Answer to Question #99904 in Mechanics | Relativity for Charles Masenya

We apply the kinetic energy theorem

"\\Delta E_k=F \\cdot S"

For the first boat we write

"\\frac{m_1 \\cdot v^2}{2}-\\frac{m_1 \\cdot v_{0}^2}{2}=-F \\cdot S_1"

or

"\\frac{m_1 \\cdot 0^2}{2}-\\frac{m_1 \\cdot v_{0}^2}{2}=-F \\cdot S_1"

where from

"\\frac{m_1 \\cdot v_{0}^2}{2}=F \\cdot S_1" (1)

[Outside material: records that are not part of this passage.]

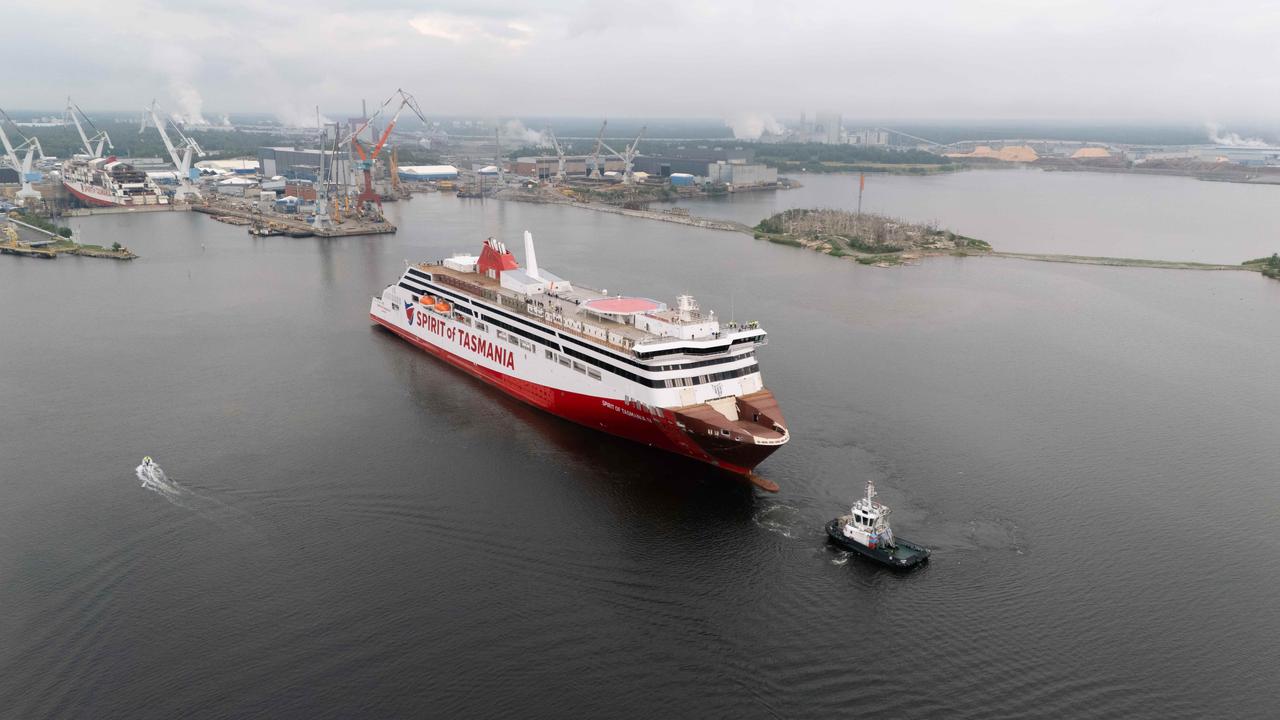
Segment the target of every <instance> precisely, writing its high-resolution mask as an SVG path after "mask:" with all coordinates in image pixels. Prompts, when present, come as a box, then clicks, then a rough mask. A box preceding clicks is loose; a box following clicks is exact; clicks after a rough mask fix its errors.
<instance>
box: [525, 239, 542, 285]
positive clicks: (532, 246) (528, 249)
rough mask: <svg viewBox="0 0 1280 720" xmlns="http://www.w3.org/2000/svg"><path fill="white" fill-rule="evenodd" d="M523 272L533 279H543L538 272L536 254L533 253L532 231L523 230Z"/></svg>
mask: <svg viewBox="0 0 1280 720" xmlns="http://www.w3.org/2000/svg"><path fill="white" fill-rule="evenodd" d="M525 272H526V273H529V277H531V278H534V279H535V281H540V279H543V278H541V277H540V275H539V274H538V255H535V254H534V233H531V232H529V231H525Z"/></svg>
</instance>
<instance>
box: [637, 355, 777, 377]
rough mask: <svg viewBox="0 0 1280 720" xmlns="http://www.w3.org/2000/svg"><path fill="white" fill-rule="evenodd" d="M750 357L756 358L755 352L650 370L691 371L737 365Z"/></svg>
mask: <svg viewBox="0 0 1280 720" xmlns="http://www.w3.org/2000/svg"><path fill="white" fill-rule="evenodd" d="M748 357H755V352H754V351H748V352H742V354H741V355H735V356H732V357H716V359H714V360H699V361H696V363H685V364H682V365H650V366H649V369H650V370H653V372H654V373H662V372H666V370H691V369H694V368H705V366H707V365H721V364H728V363H736V361H737V360H746V359H748Z"/></svg>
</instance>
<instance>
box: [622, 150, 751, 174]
mask: <svg viewBox="0 0 1280 720" xmlns="http://www.w3.org/2000/svg"><path fill="white" fill-rule="evenodd" d="M754 159H755V150H751V149H745V147H730V149H724V147H676V149H672V150H663V152H662V155H643V156H640V158H636V159H635V163H632V164H631V168H632V169H634V170H639V172H643V173H649V174H650V176H657V177H660V178H667V177H671V176H672V173H687V174H691V176H698V177H705V176H707V167H708V165H710V164H713V163H730V164H749V163H750V161H751V160H754Z"/></svg>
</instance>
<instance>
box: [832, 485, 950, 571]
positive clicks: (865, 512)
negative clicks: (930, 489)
mask: <svg viewBox="0 0 1280 720" xmlns="http://www.w3.org/2000/svg"><path fill="white" fill-rule="evenodd" d="M888 515H890V509H888V506H886V505H883V503H881V502H876V484H874V483H872V482H870V480H867V496H865V497H860V498H858V502H854V506H852V507H850V509H849V515H841V516H840V518H836V519H835V520H832V521H829V523H827V536H829V537H831V541H832V542H833V543H836V544H837V546H840V547H842V548H845V550H851V551H854V552H856V553H859V555H861V556H863V557H869V559H870V560H874V561H877V562H879V564H881V565H887V566H890V568H893V569H897V570H906V569H910V568H915V566H916V565H919V564H920V562H924V561H925V560H928V559H929V552H931V551H929V548H927V547H922V546H919V544H915V543H913V542H909V541H906V539H902V538H897V537H893V530H892V529H891V528H890V527H888Z"/></svg>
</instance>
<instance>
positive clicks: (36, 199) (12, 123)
mask: <svg viewBox="0 0 1280 720" xmlns="http://www.w3.org/2000/svg"><path fill="white" fill-rule="evenodd" d="M0 115H4V120H5V122H8V123H12V124H13V127H15V128H17V127H18V123H14V122H13V118H10V117H9V114H8V113H5V111H4V110H0ZM18 136H19V137H22V142H20V143H18V146H17V147H14V146H13V143H12V142H10V141H9V133H6V132H5V131H4V122H0V141H3V142H4V151H5V156H6V158H8V159H9V164H10V165H13V169H14V170H17V172H18V179H19V181H20V182H22V190H19V191H18V192H17V195H15V197H17V200H18V201H19V202H26V201H27V200H40V197H41V195H40V191H38V190H36V188H33V187H31V183H32V182H33V181H37V179H40V173H38V172H32V169H31V161H32V159H33V158H35V156H36V154H37V152H38V154H40V156H41V158H44V156H45V149H44V147H41V146H40V138H38V137H27V136H24V135H22V131H18ZM20 152H26V155H22V158H20V159H19V154H20Z"/></svg>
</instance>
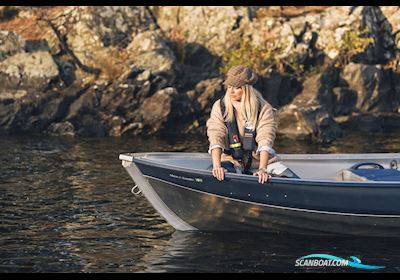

similarly, we get the equation for the second boat

"\\frac{m_2 \\cdot v_{0}^2}{2}=F \\cdot S_2" (2)

divide the second equation into the first

"\\frac{\\frac{m_2 \\cdot v_{0}^2}{2}}{\\frac{m_1 \\cdot v_{0}^2}{2}}=\\frac{F \\cdot S_2}{F \\cdot S_1}"

"\\frac{m_2 }{m_1}=\\frac{ S_2}{S_1}"

by condition

"m_2=2 \\cdot m_1"

Then we get the equation

"\\frac{2 \\cdot m_1 }{m_1}=\\frac{ S_2}{S_1}"

where will we write

"S_2=2 \\cdot S_1"

A boat with a larger mass will go to a stop distance twice as large.